I never really had a father figure in my life. Mine left my mum and my sister and me when I was two. We went to live with my Nanna soon afterwards and Mum didn’t remarry until I was eight.
While I still call the man she married Dad and she did get him to sign adoption papers for me and my sister, the Dad equation never fully took off. I suspected long ago that he really only went through those processes to please my Mum. He was a year younger than she was and just 23 years old when he took our family on. It’s not like he was really mature enough to know what he was getting into!
I have this extraordinary birth certificate that shows him as my Dad, because apparently that’s what happens when you get adopted. All past history gets erased and his name and birth date are all that’s visible in the details of Father. What’s extraordinary is that my Mum was only 16 when she had me. So my birth certificate shows my Dad was only 15. I have to laugh, it’s so weird. Makes it all sound like some serious shenanigans were going on. Which I suppose they were, given that my Mum pretty much had a shot gun wedding at 16, (but my real Dad was something like 22 at the time. Not a young lad).
When my adoptive Dad was supposed to be becoming a father of me, he had already spent a year at sea on his first ship as an able seaman. He ran away from home at 14, lied about his age and became a sailor. So I suppose he really could have been that precocious to have sired me, but that’s neither here nor there because he didn’t.
He enjoyed being a sailor even after he was married to my Mum and spent most of the early years of his marriage away at sea, working his way up the ladder of a naval career. When he was home, my parents were too absorbed in each other and the power plays of youthful marriage than the young girls they were rearing.
I don’t blame them for that. Now I’m older myself, I understand those ages better. I understand the difficulties of marriage that most people have. They did their best. It’s just that when you’re a kid you don’t see that point of view. It’s not till you’re a grown up that you can look back with a new perspective. As a kid, you feel left out or unconsidered, or even like the meat in the sandwich when the power plays are going on, and there were some pretty mighty all night tussles in those power plays back then…
I did meet my real Dad well after I had kids of my own. I wasn’t very impressed. It was easy to see why my mother was disillusioned. Hell, I felt disillusioned myself, especially after he used contact with me to try to renew contact with my Mum and promptly stopped having much to do with me when she wasn’t interested.
Sadly, there was never going to be enough time to get to know him better because he died at the not so ripe age of 52. He got bowel cancer but died of a heart attack. So that was that.
I tried to be a daughter to my adoptive Dad but the bottom line is that I was put up with rather than acknowledged as being family.
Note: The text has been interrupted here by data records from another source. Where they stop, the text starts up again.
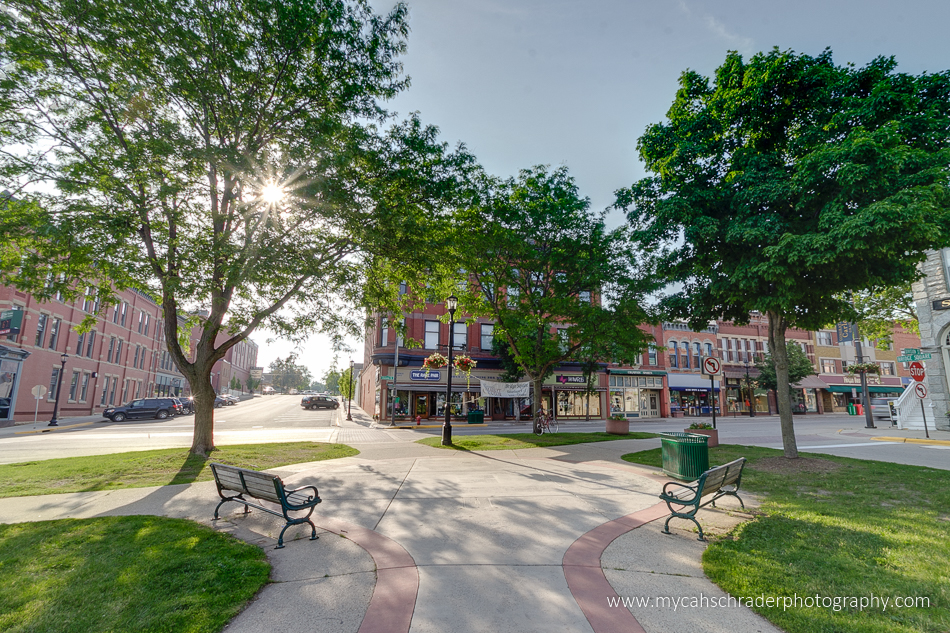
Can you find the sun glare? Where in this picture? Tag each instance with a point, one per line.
(272, 193)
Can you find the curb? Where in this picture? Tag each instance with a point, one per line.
(912, 440)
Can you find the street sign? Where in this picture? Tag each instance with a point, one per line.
(711, 366)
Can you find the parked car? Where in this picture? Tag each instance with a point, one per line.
(160, 408)
(881, 408)
(319, 402)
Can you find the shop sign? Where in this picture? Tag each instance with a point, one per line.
(856, 380)
(10, 322)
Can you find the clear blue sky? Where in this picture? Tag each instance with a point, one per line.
(527, 82)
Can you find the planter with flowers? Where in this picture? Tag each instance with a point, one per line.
(704, 428)
(618, 425)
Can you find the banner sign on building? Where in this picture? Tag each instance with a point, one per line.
(845, 332)
(421, 374)
(491, 389)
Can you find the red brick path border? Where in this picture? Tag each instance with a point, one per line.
(397, 579)
(585, 576)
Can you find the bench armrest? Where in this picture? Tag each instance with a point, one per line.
(666, 492)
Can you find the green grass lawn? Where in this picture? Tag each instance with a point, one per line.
(837, 528)
(527, 440)
(136, 573)
(153, 468)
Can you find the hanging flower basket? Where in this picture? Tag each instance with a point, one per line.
(865, 368)
(435, 361)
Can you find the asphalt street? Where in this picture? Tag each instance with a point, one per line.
(280, 418)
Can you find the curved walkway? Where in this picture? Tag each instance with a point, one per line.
(447, 541)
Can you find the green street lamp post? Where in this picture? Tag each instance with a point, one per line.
(452, 304)
(59, 388)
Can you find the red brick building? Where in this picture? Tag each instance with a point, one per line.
(123, 357)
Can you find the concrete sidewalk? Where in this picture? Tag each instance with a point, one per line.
(426, 540)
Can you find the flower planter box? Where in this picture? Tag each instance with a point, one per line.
(618, 427)
(713, 435)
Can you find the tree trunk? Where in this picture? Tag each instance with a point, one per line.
(203, 390)
(536, 405)
(777, 327)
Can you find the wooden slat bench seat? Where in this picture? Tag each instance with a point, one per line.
(718, 482)
(251, 484)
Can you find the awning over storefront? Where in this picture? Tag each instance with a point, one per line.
(689, 382)
(871, 388)
(810, 382)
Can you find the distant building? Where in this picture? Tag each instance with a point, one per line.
(122, 358)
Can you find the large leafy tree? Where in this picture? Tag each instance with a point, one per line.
(231, 156)
(788, 181)
(548, 271)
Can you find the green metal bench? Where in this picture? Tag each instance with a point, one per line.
(261, 486)
(719, 481)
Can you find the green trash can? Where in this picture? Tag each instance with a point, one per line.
(685, 455)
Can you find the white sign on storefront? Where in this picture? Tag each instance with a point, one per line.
(491, 389)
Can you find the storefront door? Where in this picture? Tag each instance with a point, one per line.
(421, 405)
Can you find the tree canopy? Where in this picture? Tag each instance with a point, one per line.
(548, 271)
(231, 156)
(787, 181)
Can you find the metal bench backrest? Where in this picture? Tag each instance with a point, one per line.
(260, 485)
(725, 475)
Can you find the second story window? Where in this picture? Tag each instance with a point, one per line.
(54, 333)
(460, 335)
(432, 335)
(487, 333)
(41, 330)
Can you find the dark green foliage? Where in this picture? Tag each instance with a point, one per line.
(786, 182)
(169, 121)
(550, 274)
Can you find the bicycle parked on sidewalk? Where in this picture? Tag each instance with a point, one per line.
(546, 423)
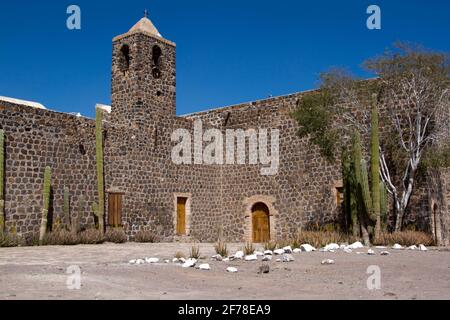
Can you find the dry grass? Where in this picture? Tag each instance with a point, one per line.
(270, 245)
(145, 236)
(60, 237)
(10, 240)
(116, 235)
(249, 248)
(194, 252)
(179, 255)
(90, 236)
(221, 248)
(405, 238)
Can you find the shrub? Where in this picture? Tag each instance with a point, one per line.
(405, 238)
(60, 237)
(321, 238)
(90, 236)
(179, 255)
(270, 245)
(145, 236)
(221, 248)
(195, 252)
(10, 240)
(249, 248)
(115, 235)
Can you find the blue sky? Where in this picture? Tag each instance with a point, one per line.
(227, 51)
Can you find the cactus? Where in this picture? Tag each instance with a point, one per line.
(78, 214)
(66, 207)
(99, 157)
(46, 202)
(365, 189)
(383, 205)
(2, 180)
(375, 166)
(95, 210)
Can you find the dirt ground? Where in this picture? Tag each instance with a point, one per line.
(40, 273)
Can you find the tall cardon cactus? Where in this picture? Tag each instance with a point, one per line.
(99, 158)
(46, 202)
(66, 208)
(2, 181)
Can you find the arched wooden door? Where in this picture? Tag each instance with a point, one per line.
(260, 223)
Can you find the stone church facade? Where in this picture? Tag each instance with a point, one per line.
(189, 201)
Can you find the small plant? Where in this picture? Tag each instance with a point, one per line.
(145, 236)
(10, 240)
(249, 248)
(405, 238)
(115, 235)
(60, 237)
(270, 245)
(194, 252)
(179, 255)
(90, 236)
(221, 248)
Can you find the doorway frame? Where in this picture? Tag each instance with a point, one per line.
(188, 196)
(248, 215)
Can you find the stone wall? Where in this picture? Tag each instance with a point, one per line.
(36, 138)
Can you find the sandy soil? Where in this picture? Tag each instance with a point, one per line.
(40, 273)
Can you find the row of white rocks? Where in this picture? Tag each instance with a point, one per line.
(285, 254)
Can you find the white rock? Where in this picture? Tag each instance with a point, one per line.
(278, 251)
(287, 249)
(331, 246)
(355, 245)
(151, 260)
(217, 257)
(204, 266)
(251, 257)
(189, 263)
(288, 258)
(307, 247)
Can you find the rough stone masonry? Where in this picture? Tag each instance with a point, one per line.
(156, 193)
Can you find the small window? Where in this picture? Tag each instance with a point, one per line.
(156, 59)
(125, 58)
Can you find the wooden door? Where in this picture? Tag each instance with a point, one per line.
(260, 222)
(115, 209)
(181, 215)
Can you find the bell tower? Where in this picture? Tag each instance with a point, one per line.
(143, 75)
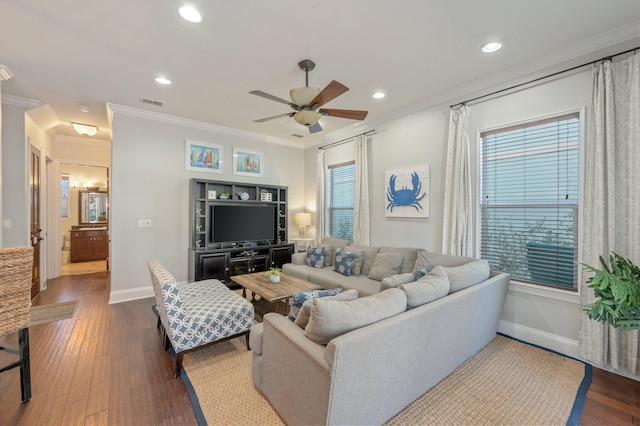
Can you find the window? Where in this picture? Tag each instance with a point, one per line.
(340, 195)
(64, 202)
(529, 200)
I honestly can’t bitch about not being accepted, though, because I’ve seen too much of the world by now and have had my own problems with child rearing, It’s not easy being a parent at the best of times. It couldn’t have been easy as a young, ambitious man to take on this ready made family.
I ran away from home myself at 16 after I met my future husband, which was probably not a very endearing thing to do. So it’s not like I should really expect there ever could establish anything deeper, from such errant beginnings. That said, I did admire many things about him and in a way he was sort of a father figure – just not in the way I wanted a father figure to be.
I do appreciate that his intelligent and curious mind enjoyed showing and teaching me things in the earlier days of his marriage, that made me look at the world around me in different ways. He passed on that curious observer mode to me – or perhaps just embedded it more deeply, since I really was just such a character from birth, anyway. (Perhaps he knew that and was helping me expand on it).
He did also try at times to be more of a father to me, like when he gave me his coin collection – which I ended up selling when we were short on bill money. (We were having another ‘time out’ from the relationship, then, but I have regretted that action ever since).
(It’s that latter tale that has made me pause for thought every time my adult kids did something similar with the gifts I gave them. I get that gnarly voice of conscience that says, “I have no right to object since I did that to my own parents…”)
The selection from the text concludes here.